Writing About Writing: The Well-Informed Mystery Paradox

One of the hardest decisions a screenwriter has to make is deciding what you need to tell your audience and what you need to keep from the audience. How do you keep an audience in suspense while also keeping them informed? How do you make sure they understand your story without spoon-feeding it to them in a way that feels patronizing and belittling? How do you make sure they’re in the dark about enough things to keep them guessing while also making sure they care enough to guess?

Your script needs to be mysterious. But your script also needs to be informative. It’s a bit of a pickle, isn’t it?

I do not claim to have mastered this paradox in all my own writing, but it is something I’m constantly aware of. I long for my writing to be unpredictable. But I am also constantly asking “okay but what does my audience need to know in order to really get it?” So here’s a few strategies I’ve come up with.

I’ve already said in The Four Things You Need To Know what I consider to be essential for telling a good story:

  • What does my character want?
  • Why does my character want that thing?
  • What is my character’s plan to get this thing?
  • What will happen if this particular plan doesn’t work?

I think it’s INCREDIBLY difficult to write engaging stuff if you are attempting to keep one of these factors a secret. Though it is worth mentioning that not necessarily ALL characters’ motives need to be evident from the get go. In a current piece I’m working on, I have a protagonist with a relatively straightforward mission while the antagonist has goals and plans far more sinister than they first appear. In general, I think it’s pretty much always easier to make the situation mysterious rather than making your main characters mysterious. If your audience knows enough about your protagonist to become invested in them, they’ll care when that character wanders into a mysterious house and we’re unsure what will happen next.

I also think this is another issue where you’re better off picking one extreme and then sticking to it. I’ve enjoyed some movies that falsely lured me into believing I was watching a formulaic, predictable story only to throw in a twist at the very end (Disney’s Frozen is a great example of this).

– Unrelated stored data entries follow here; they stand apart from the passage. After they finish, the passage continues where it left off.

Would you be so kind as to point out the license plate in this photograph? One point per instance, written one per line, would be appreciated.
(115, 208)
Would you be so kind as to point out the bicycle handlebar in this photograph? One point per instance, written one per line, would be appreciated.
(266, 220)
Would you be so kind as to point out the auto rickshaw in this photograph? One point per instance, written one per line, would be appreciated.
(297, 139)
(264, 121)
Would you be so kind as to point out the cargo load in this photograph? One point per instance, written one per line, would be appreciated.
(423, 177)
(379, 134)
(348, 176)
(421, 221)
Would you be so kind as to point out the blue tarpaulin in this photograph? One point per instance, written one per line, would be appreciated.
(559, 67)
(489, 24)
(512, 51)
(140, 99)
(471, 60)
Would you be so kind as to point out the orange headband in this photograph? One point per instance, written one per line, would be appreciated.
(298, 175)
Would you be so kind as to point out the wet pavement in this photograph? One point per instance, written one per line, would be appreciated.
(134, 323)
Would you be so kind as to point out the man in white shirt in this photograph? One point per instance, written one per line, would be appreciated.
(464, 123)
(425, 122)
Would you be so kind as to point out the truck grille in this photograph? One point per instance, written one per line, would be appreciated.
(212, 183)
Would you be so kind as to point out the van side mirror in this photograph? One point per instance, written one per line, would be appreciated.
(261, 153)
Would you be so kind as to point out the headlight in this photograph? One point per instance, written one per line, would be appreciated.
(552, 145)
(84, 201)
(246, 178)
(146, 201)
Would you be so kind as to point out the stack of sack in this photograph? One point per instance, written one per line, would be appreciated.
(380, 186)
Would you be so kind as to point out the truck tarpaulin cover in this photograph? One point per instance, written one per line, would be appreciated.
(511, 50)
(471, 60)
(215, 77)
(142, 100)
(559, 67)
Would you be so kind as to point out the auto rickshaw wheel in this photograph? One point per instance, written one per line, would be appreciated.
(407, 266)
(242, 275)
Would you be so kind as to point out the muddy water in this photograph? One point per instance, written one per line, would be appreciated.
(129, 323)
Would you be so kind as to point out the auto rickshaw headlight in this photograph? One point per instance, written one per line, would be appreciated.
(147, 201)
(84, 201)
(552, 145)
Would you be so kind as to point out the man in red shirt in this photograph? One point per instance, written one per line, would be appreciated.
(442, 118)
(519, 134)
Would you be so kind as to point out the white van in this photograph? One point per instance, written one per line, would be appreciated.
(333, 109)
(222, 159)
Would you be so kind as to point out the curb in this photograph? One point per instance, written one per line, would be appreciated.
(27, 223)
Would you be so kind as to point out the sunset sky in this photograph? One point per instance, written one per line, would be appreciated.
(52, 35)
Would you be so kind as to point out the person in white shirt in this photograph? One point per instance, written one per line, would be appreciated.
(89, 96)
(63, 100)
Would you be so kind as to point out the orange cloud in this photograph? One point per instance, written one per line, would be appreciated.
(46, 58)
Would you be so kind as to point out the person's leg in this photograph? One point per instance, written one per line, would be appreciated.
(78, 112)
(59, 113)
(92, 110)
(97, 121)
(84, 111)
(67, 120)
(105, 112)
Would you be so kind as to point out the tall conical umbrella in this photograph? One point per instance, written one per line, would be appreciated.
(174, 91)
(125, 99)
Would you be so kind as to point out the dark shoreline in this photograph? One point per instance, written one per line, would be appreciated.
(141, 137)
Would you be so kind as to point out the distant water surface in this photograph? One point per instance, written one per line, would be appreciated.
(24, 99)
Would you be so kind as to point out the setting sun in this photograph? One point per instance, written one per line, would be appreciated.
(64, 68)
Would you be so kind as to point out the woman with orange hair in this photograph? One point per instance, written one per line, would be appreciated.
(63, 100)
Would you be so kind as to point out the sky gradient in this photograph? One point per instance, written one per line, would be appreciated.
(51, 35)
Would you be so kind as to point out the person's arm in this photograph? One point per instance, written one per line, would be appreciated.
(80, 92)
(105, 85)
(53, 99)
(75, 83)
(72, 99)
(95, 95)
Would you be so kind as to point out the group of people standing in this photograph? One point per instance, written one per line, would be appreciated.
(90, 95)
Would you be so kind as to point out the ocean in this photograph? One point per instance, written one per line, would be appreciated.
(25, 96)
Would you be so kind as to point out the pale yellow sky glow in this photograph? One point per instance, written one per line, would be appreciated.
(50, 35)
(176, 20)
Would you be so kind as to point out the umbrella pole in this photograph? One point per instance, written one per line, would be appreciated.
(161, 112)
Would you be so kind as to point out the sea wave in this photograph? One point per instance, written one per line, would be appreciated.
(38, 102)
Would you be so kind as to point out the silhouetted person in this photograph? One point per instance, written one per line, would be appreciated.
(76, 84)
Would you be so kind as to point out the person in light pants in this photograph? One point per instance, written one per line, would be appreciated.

On the other end of the spectrum, we have one of my favorite films of recent memory, Bad Times at the El Royale. This one avoids giving you any background info until the exact moment that the story requires it to move forward. You watch with this constant feeling that anything can happen at any moment. There’s a confidence in the mysteries being laid out, as if the writer says “I know I’m not explaining much, but trust me. It’ll all be worth it.” Both are totally fine strategies that make for unpredictable movies.

What doesn’t work though are those stories that give you a lot of information, except it’s not all that relevant, or at least not relevant right now. While it’s kinda an apples-to-oranges comparison because this is a series instead of a film, American Horror Story: Murder House has this issue for me. I will grant you that the season is unpredictable, but it also gives you a fair amount of information that either doesn’t really need to be there at all or won’t be relevant for several more episodes. There were enough plot points on the table that I felt like I SHOULD be able to piece them together into a story and got confused and pissed off when I couldn’t. I got even MORE confused and pissed off when I reached the end of the season and realized just how much of it was pointless diversions. All the while the writing failed to give me information it probably SHOULD have given me. I wasn’t emotionally invested in most of the main characters and this was largely because every episode spent a fair amount of time on less relevant characters in an attempt to establish mystery.

Not every script really NEEDS a super dramatic plot twist, but it does need just enough mystery to make us say “hmm, I don’t know what will happen next but I want to.” When writing your script, ask yourself at the end of each scene “have I established a question about what will happen in another scene?” But also make sure you’ve made your characters interesting enough that people care enough to ask.